The stillness of this summer evening on deck; the glory deepening over the wide Atlantic; the delightful laughter of the Laird over those "good ones" about Homesh; the sympathetic glance of Mary Avon's soft black eyes: did we not value them all the more that we knew we had something far different to look forward to? Even as we idled away the beautiful and lambent night, we had a vague consciousness that our enemy was stealthily drawing near. In a day or two at the most we should find the grim spectre of the East Wind in the rose-garden of Castle Osprey.
CHAPTER V
Bur when we went on deck the next morning we forgot all about the detestable person who was about to break in upon our peace (there was small chance that our faithful Angus Sutherland might encounter the snake in this summer paradise, and trample on him, and pitch him out; for this easy way of getting rid of disagreeable folk is not permitted in the Highlands nowadays) as we looked on the beautiful bay shining all around us.

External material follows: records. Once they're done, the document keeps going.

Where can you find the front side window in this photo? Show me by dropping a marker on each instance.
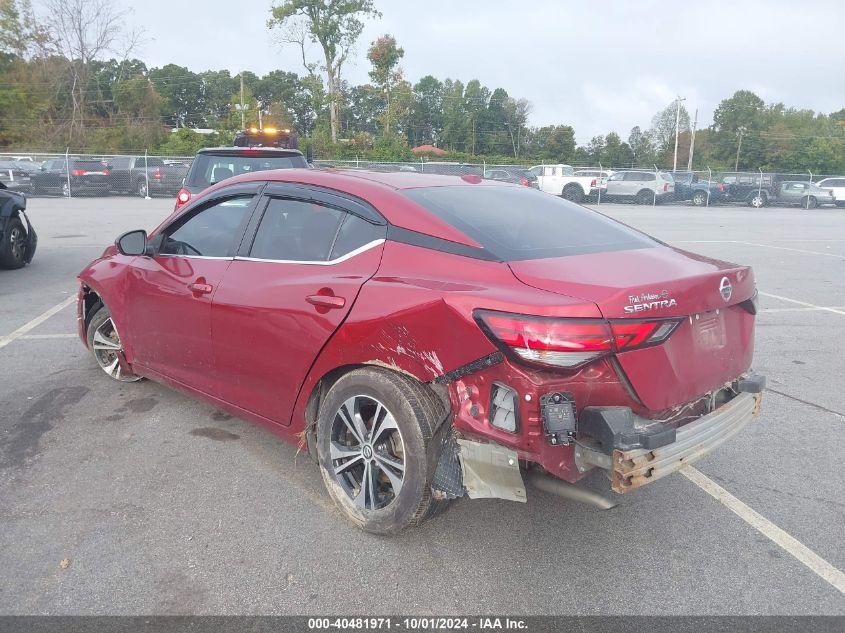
(210, 232)
(296, 230)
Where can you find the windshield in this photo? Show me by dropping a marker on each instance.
(209, 169)
(516, 223)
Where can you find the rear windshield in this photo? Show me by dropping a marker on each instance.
(209, 169)
(90, 165)
(516, 223)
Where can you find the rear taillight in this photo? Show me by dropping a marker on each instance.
(182, 198)
(563, 342)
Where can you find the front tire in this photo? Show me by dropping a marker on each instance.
(104, 343)
(13, 250)
(758, 200)
(375, 449)
(572, 193)
(645, 197)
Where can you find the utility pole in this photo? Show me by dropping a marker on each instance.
(740, 131)
(243, 112)
(692, 140)
(677, 125)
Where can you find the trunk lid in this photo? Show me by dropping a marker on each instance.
(713, 344)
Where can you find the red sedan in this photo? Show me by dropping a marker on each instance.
(430, 337)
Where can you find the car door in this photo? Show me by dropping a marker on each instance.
(287, 292)
(169, 295)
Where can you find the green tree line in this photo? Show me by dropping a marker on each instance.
(59, 91)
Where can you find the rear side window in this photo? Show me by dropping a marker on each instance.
(209, 233)
(516, 223)
(296, 230)
(209, 169)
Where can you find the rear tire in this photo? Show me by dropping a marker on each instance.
(390, 443)
(13, 249)
(758, 200)
(573, 193)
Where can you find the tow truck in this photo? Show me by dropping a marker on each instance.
(253, 149)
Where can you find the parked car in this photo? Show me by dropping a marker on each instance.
(215, 164)
(512, 174)
(802, 193)
(427, 337)
(17, 237)
(601, 175)
(145, 176)
(642, 187)
(750, 188)
(15, 176)
(87, 176)
(837, 186)
(560, 180)
(688, 186)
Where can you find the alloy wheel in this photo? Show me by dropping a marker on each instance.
(107, 347)
(16, 243)
(367, 452)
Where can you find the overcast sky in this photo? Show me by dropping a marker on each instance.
(598, 66)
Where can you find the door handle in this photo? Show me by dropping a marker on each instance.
(326, 301)
(200, 289)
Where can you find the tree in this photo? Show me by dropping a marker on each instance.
(335, 25)
(384, 55)
(80, 32)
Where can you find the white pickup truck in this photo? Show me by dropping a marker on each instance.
(561, 180)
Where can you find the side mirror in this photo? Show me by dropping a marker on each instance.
(132, 243)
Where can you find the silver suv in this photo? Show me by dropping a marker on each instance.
(644, 187)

"Dear me!" said Denny-mains, "if Tom Galbraith could only see that now! It is a great peety he has never been to this place. I'm thinking I must write to him."
The Laird did not remember that we had an artist on board – one who, if she was not so great an artist as Mr. Galbraith, had at least exhibited one or two small landscapes in oil at the Royal Academy. But then the Academicians, though they might dread the contrast between their own work and that of Tom Galbraith, could have no fear of Mary Avon.
And even Mr. Galbraith himself might have been puzzled to find among his pigments any equivalent for the rare and clear colours of this morning scene as now we sailed away from Bunessan with a light topsail breeze. How blue the day was – blue skies, blue seas, a faint transparent blue along the cliffs of Burg and Gribun, a darker blue where the far Ru-Treshanish ran out into the sea, a shadow of blue to mark where the caves of Staffa retreated from the surface of the sun-brown rocks! And here, nearer at hand, the warmer colours of the shore – the soft, velvety olive-greens of the moss and breckan; the splashes of lilac where the rocks were bare of herbage; the tender sunny reds where the granite promontories ran out to the sea; the beautiful cream-whites of the sandy bays!
Here, too, are the islands again as we get out into the open – Gometra, with its one white house at the point; and Inch Kenneth, where the seals show their shining black heads among the shallows; and Erisgeir and Colonsay, where the skarts alight to dry their wings on the rocks; and Staffa, and Lunga, and the Dutchman, lying peaceful enough now on the calm blue seas. We have time to look at them, for the wind is slight, and the broad-beamed White Dove is not a quick sailer in a light breeze. The best part of the forenoon is over before we find ourselves opposite to the gleaming white sands of the northern bays of Iona.